The corner of his mouth twitched. “I see the chocolate gives you courage.”
“A little.”
“I inherited the company while I was in college. I took it from nothing to a billion-dollar empire in fifteen years.”
Lucky him, she thought, thinking she had nothing to bond with. Scoring in the top two percent of the country on her SATs was hardly impressive when compared with billions.
“To get that far, that fast, I was ruthless,” he continued. “I bought companies, merged them into mine and streamlined them to make them very profitable.”
She counted out the last M &M’s. Eight round bits of heaven. “Is that a polite way of saying you fired people?”
He nodded. “The business world loves a success story, but only to a point. They consider me too ruthless. I’m getting some bad press. I need to counteract that.”
“Why do you care what people say about you?”
“I don’t, but my board of directors does. I need to fool people into thinking I have a heart. I need to appear…” He hesitated. “Nice.”
Now it was her turn to smile. “Not your best quality?”
“No.”
He had unusual eyes, she thought absently. The gray was a little scary, but not unattractive. If only they weren’t so cold.
“You are exactly what you seem,” he said. “A pretty, young teacher with more compassion than sense. People like that. The press will like that.”
She’d been with him, right up until that last bit. “Press? As in press?”
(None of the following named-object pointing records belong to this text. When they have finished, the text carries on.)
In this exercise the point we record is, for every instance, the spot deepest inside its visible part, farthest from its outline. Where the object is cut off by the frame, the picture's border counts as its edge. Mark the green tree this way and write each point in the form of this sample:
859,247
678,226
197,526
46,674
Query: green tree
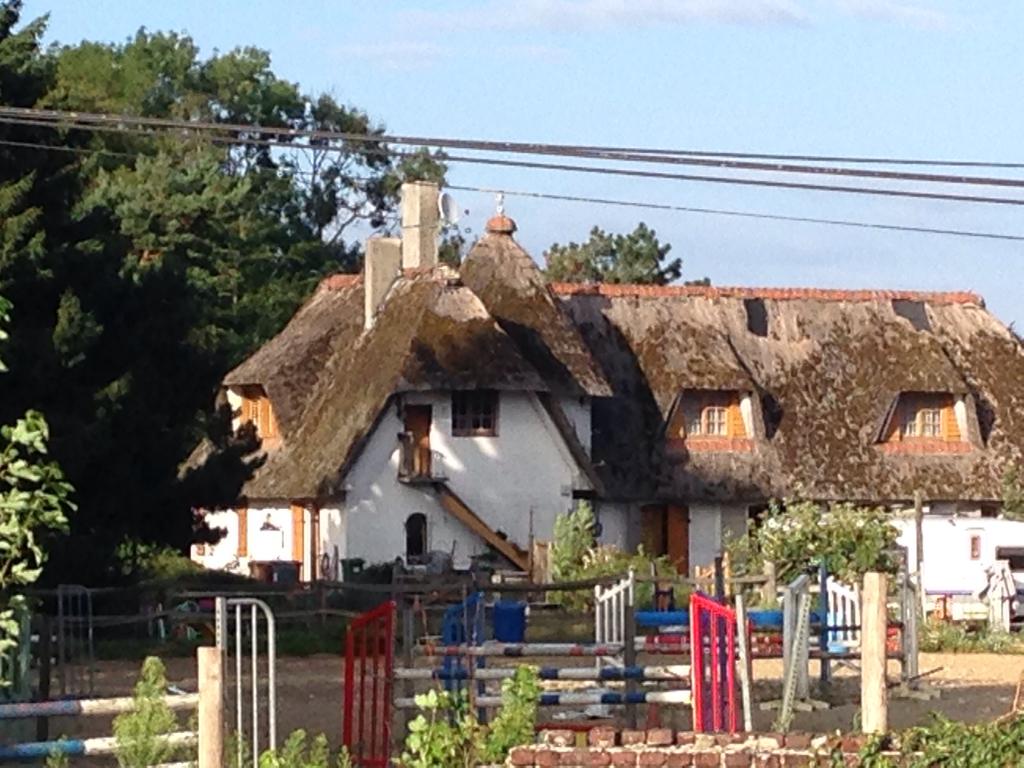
1013,494
142,266
33,504
637,257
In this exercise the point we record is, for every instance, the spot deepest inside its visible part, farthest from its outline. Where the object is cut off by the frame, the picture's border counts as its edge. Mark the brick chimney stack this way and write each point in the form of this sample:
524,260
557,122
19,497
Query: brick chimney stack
420,224
380,268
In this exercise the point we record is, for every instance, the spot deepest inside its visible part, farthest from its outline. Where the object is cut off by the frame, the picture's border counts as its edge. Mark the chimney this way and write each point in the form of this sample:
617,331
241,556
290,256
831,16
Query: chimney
420,222
381,266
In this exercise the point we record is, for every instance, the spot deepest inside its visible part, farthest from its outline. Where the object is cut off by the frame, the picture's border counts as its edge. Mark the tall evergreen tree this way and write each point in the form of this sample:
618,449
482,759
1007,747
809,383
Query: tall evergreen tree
142,266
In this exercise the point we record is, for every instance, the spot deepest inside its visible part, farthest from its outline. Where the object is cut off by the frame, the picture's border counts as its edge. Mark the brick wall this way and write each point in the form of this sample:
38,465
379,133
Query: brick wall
662,747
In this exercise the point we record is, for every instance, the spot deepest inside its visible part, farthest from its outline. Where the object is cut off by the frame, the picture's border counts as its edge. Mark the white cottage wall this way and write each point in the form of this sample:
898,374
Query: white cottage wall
711,526
517,481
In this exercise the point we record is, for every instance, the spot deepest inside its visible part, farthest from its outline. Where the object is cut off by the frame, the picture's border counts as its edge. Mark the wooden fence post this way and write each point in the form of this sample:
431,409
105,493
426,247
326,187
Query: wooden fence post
873,690
211,708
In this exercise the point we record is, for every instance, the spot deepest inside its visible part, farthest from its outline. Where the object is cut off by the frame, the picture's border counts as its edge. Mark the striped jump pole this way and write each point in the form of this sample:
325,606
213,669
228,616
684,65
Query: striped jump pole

“Not television media or gossip reporters. I’m talking about business reporters. Between now and Christmas I have about a dozen social events I need to attend. I want you to go with me. As far as the world is concerned, we’re dating and you’re crazy about me. They’ll think you’re nice and by association, change their opinion of me.”
Which all sounded easy enough, she thought. “Wouldn’t it just be easier to actually act nice? This reminds me of high school when a few people worked really hard to cheat. They could have spent the same amount of time studying and gotten a better grade without any risk. But they would rather cheat.”